But uncertainty hangs over its approval by the People
The House of Representatives has begun reviewing four resolutions amending certain provisions of the Liberian Constitution, including citizenship and land ownership but uncertainty hovers over its passage into law by referendum.
The titles for the four resolutions are Citizenship Amendment, Property Amendment, Qualifications I Amendment, and Qualification II Amendment.
At the 8th day sitting yesterday, the first reading of the resolutions was done and sent to two separate Joint Committees for revision and report to the House Plenary in three weeks — by Thursday, March 1.
For the resolution on the Property Amendment, members of the Joint Committee are Judiciary, Claims and Petition; Lands, Mines and Energy; and Ways, Means, Finance and Development Planning.
The Joint Committee for the remaining three resolutions, the Citizenship Amendment, Qualification I Amendment and Qualification II Amendment, includes Judiciary, Claims and Petition and Ways, Means, Finance and Development Planning.
The Four Resolutions
The Citizen Amendment is aimed to remove the “discriminatory” Negro clause and open citizenship to any race, while at the same time defining natural born Liberians and allowing them to have dual citizenship. The amendment will upset Articles 27 and 28 of the Liberian Constitution.

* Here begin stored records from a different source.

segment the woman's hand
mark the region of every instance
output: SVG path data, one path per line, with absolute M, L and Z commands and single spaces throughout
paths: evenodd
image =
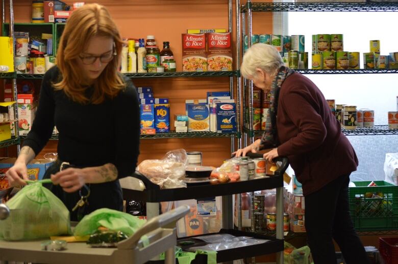
M 273 162 L 272 160 L 275 158 L 279 157 L 279 155 L 278 154 L 278 149 L 272 149 L 272 150 L 264 153 L 263 155 L 263 157 L 266 160 L 268 160 L 269 162 Z
M 241 156 L 244 157 L 246 156 L 246 154 L 250 152 L 252 153 L 257 153 L 257 152 L 260 150 L 260 144 L 261 142 L 261 139 L 257 139 L 246 148 L 239 149 L 232 153 L 232 155 L 235 155 L 235 157 L 240 157 Z
M 51 181 L 55 185 L 59 184 L 66 192 L 74 192 L 84 185 L 87 177 L 83 169 L 68 168 L 51 174 Z
M 8 179 L 8 184 L 10 187 L 26 185 L 23 180 L 29 180 L 28 169 L 23 162 L 15 162 L 6 172 Z M 23 179 L 23 180 L 22 180 Z

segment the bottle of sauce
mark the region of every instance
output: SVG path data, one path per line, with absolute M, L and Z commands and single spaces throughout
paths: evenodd
M 138 72 L 140 73 L 146 72 L 146 49 L 145 48 L 144 39 L 139 40 L 139 47 L 137 50 L 137 60 L 138 61 Z
M 155 36 L 146 36 L 146 68 L 148 72 L 156 72 L 156 67 L 160 66 L 160 50 L 157 46 Z
M 134 40 L 129 41 L 129 53 L 128 54 L 127 72 L 135 73 L 137 72 L 137 54 L 135 54 L 135 43 Z

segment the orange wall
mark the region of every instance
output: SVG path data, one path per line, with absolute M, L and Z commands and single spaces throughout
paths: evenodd
M 233 6 L 235 6 L 235 1 Z M 257 2 L 257 1 L 256 1 Z M 261 1 L 258 1 L 261 2 Z M 264 2 L 264 1 L 262 1 Z M 72 4 L 71 1 L 66 2 Z M 144 38 L 154 35 L 158 44 L 169 41 L 181 70 L 181 34 L 188 28 L 228 28 L 228 2 L 227 0 L 121 0 L 86 1 L 86 4 L 98 3 L 108 8 L 121 35 L 127 38 Z M 14 1 L 16 22 L 30 22 L 32 2 Z M 233 11 L 235 16 L 235 11 Z M 272 28 L 270 14 L 254 14 L 254 33 L 269 33 Z M 234 16 L 233 24 L 235 24 Z M 234 26 L 233 30 L 235 30 Z M 233 33 L 233 35 L 235 34 Z M 235 52 L 235 36 L 233 36 Z M 134 79 L 136 86 L 151 85 L 155 96 L 170 99 L 171 116 L 185 111 L 187 99 L 206 98 L 207 91 L 229 90 L 229 77 Z M 203 153 L 204 164 L 218 166 L 230 156 L 230 139 L 144 139 L 141 141 L 140 161 L 161 158 L 165 152 L 182 148 L 187 151 Z M 40 153 L 56 151 L 57 141 L 51 141 Z M 10 148 L 9 156 L 15 155 Z

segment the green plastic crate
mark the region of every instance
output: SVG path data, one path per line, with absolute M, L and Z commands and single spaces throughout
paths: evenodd
M 358 231 L 398 229 L 398 186 L 384 181 L 354 182 L 349 188 L 350 211 Z

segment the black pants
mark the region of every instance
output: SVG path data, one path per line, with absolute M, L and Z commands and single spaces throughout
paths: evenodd
M 350 175 L 340 176 L 305 196 L 305 225 L 315 264 L 336 264 L 333 239 L 347 264 L 369 263 L 350 215 Z

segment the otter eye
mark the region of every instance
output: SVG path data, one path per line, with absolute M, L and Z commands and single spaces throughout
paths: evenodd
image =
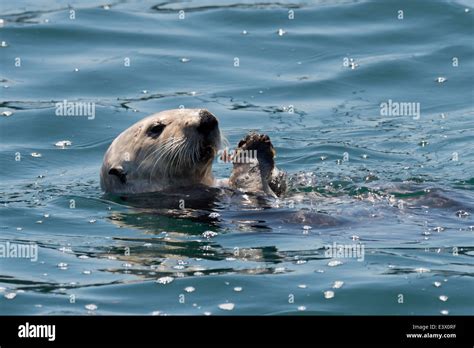
M 165 129 L 165 125 L 161 124 L 161 123 L 158 123 L 158 124 L 155 124 L 155 125 L 151 126 L 150 128 L 148 128 L 147 134 L 148 134 L 148 136 L 150 136 L 152 138 L 157 138 L 163 132 L 163 129 Z

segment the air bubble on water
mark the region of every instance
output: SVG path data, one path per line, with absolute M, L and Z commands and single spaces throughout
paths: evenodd
M 339 261 L 339 260 L 331 260 L 331 261 L 328 262 L 329 267 L 336 267 L 336 266 L 340 266 L 342 264 L 343 264 L 343 262 Z
M 167 277 L 158 278 L 158 279 L 156 280 L 156 282 L 157 282 L 158 284 L 163 284 L 163 285 L 165 285 L 165 284 L 171 283 L 173 280 L 174 280 L 173 277 L 167 276 Z
M 420 145 L 421 147 L 425 147 L 426 145 L 428 145 L 428 140 L 422 140 L 418 143 L 418 145 Z
M 61 270 L 66 270 L 69 265 L 66 262 L 60 262 L 56 266 Z
M 87 305 L 84 306 L 85 309 L 87 309 L 88 311 L 95 311 L 97 310 L 97 305 L 93 304 L 93 303 L 89 303 Z
M 7 293 L 5 294 L 5 298 L 6 298 L 7 300 L 13 300 L 15 297 L 16 297 L 16 293 L 14 293 L 14 292 L 7 292 Z
M 330 298 L 333 298 L 333 297 L 334 297 L 334 291 L 327 290 L 327 291 L 324 292 L 324 298 L 330 299 Z
M 415 268 L 414 271 L 415 271 L 416 273 L 428 273 L 428 272 L 431 272 L 430 269 L 424 268 L 424 267 Z
M 235 307 L 235 304 L 233 304 L 233 303 L 221 303 L 219 305 L 219 308 L 224 310 L 224 311 L 231 311 L 231 310 L 234 309 L 234 307 Z
M 448 296 L 446 296 L 446 295 L 441 295 L 441 296 L 439 297 L 439 299 L 440 299 L 440 301 L 446 302 L 446 301 L 448 300 Z
M 61 148 L 65 148 L 66 146 L 71 146 L 71 145 L 72 145 L 72 142 L 70 140 L 61 140 L 61 141 L 58 141 L 56 144 L 54 144 L 54 146 L 61 147 Z
M 212 238 L 212 237 L 215 237 L 215 236 L 217 236 L 217 235 L 218 235 L 218 233 L 217 233 L 217 232 L 214 232 L 214 231 L 206 231 L 206 232 L 203 232 L 203 234 L 202 234 L 202 236 L 203 236 L 204 238 L 207 238 L 207 239 Z
M 460 218 L 466 218 L 468 217 L 470 214 L 467 212 L 467 211 L 464 211 L 464 210 L 458 210 L 456 212 L 456 216 L 457 217 L 460 217 Z

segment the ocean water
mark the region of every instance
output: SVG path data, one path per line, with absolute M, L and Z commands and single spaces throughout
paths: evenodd
M 37 251 L 0 258 L 0 314 L 474 314 L 470 1 L 0 9 L 0 245 Z M 232 145 L 268 134 L 288 195 L 179 214 L 104 196 L 111 141 L 181 105 Z

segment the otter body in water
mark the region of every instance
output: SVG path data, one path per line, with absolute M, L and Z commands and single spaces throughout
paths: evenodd
M 212 161 L 221 145 L 217 118 L 205 109 L 176 109 L 153 114 L 123 131 L 104 156 L 100 184 L 109 193 L 173 191 L 219 186 Z M 252 156 L 240 156 L 251 151 Z M 230 187 L 241 192 L 280 195 L 285 176 L 275 168 L 267 135 L 251 133 L 240 141 Z

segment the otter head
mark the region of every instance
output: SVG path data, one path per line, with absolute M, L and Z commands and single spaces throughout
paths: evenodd
M 140 193 L 212 185 L 212 161 L 220 142 L 218 120 L 205 109 L 151 115 L 112 142 L 102 164 L 101 187 Z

The purpose for the amendment of the Property Amendment is to allow non-citizens of Liberia to own property, with certain restrictions. The Amendment will affect Article 22, in which the entire Article 22 will be deleted and a new Article 22 will be written as “Every Liberian citizen shall have the right to own property, as well as in association with others.”
Also, “Non-Liberians may own property under the restrictions,” and Qualification I Amendment is intended to restrict certain elected offices to natural born Liberian citizens as the term may be defined in the constitution. The amendment will be done in Article 30 and is rewritten: “Natural born citizens of Liberia who meet the following qualifications are eligible to become members of the Legislature.”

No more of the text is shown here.